A Different Perspective
posted on
Dec 23, 2011 02:42PM
Crystallex International Corporation is a Canadian-based gold company with a successful record of developing and operating gold mines in Venezuela and elsewhere in South America
I do not understand the concept that Dec 23 is a date of any real significance and I do not share the view that bankruptcy will necessarily harm the company or the shareholders except possibly in the short term when the share price might move down even further.
As to Dec. 23 being a drop dead date of some kind, that may be the date the notes are due but it will take the noteholders at least 6 months before they can begin to seize any assets of the company, whether cash and equipment, the right to the proceeds of the arbitration claim, or kry's data room on LC. In order to seize any of these assets the noteholders must first obtain a judgment on the note. This will take a matter of months to do.
At that point they cannot simply have a marshal or sheriff seize one or all of these assets. Rather, they must then file a second suit in the jurisdiction where the asset they are going after is located. That is because the judment on the note cannot automatically be enforced by the court where the asset is located. Rather, the noteholders must file this second suit in the court where the asset is located and ask that second court to recognize the judgment of the other court and enter its own judgment on that froeign judgment. This too will take a matter of months.
Once they obtain this second judgment (in the state where the asset is located) they can ask the sheriff or marshall to levy or attach that asset. This also takes time. If each of the assets is in different states or countries, then a separate second judgment must be entered in each of these jurisdictions where the asset is located in order to seize each of these assets. Obvioulsy, this complicates things and takes even more time. For example, the company's cash may be in an account in Vancouver, its equipment may be at a port in Texas, and the data room may be in some foreign country.
Moreover, once the noteholders are about to seize an asset, the company can file for bankruptcy protection (seeking to reorganize and continue operations, not liquidate) and the bankruptcy judge will restrain the noteholders from taking any action to enforce the notes. The noteholders will then be required to file their claim in the bankruptcy court and the judge in conjunction with the trustee appointed by the court to take control of the company's ssets will decide what to do next. Without a detaild explanation, I am confident (rember, just one person's opinion) that the judge will allow the company to proceed with the clam and use the cash and/or equipment of the company to pay attorneys' fees and continue the operations of the company and will not allow the noteholders to control the arbitration claim.
There are a number of reasons for this.
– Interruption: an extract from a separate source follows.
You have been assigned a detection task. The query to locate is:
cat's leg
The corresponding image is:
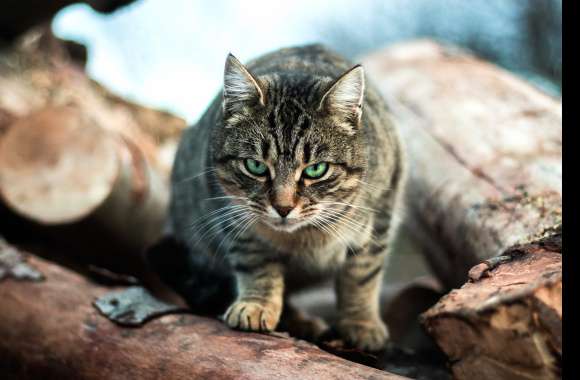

The noteholders are only owed roughly 120 mil while the claim is worth billions. Also, it is the company and its attorneys exclusively that have the knowledge to proceed with the claim; the noteholders would have only minimal competence and ability to proceed with it. In addition, the court will not abandon the shareholders at the expense of the noteholders and will want the shareholders to recieve maximize value, especially where, if the arbitration is succesful, there will be more than enough to pay both the noteholders and the shareholders and where, if the arbitrtion claim is pursued but unsuccessfully, the noteholders will be prejudiced very little because they wll receive only a small percentage less than if the arbitration claim had not been continued. The "little less" would constitute the 10 mil or so needed to pay attorneys' fees and working capital. Thus, if the noteholders are not paid off at all, I would submit that there is nothing the noteholders can do to harm the company or its arbitration claim and hence, there would seem to be no purpose in bowing to any unreasonable demands of the hedge funds.
There also appears to be the assumpption that the noteholders need to be paid a full in order for the company to avoid bankruptcy. However, I can't help but believe that they would take 50-60 cents on the dollar to fully resolve their claim without having to sit on the sideleines while the arbitration proceeds over the next few years. The company might therefore only need to raise 75 mil rather than 120+ mil.
Remember, this is just one person's opinion.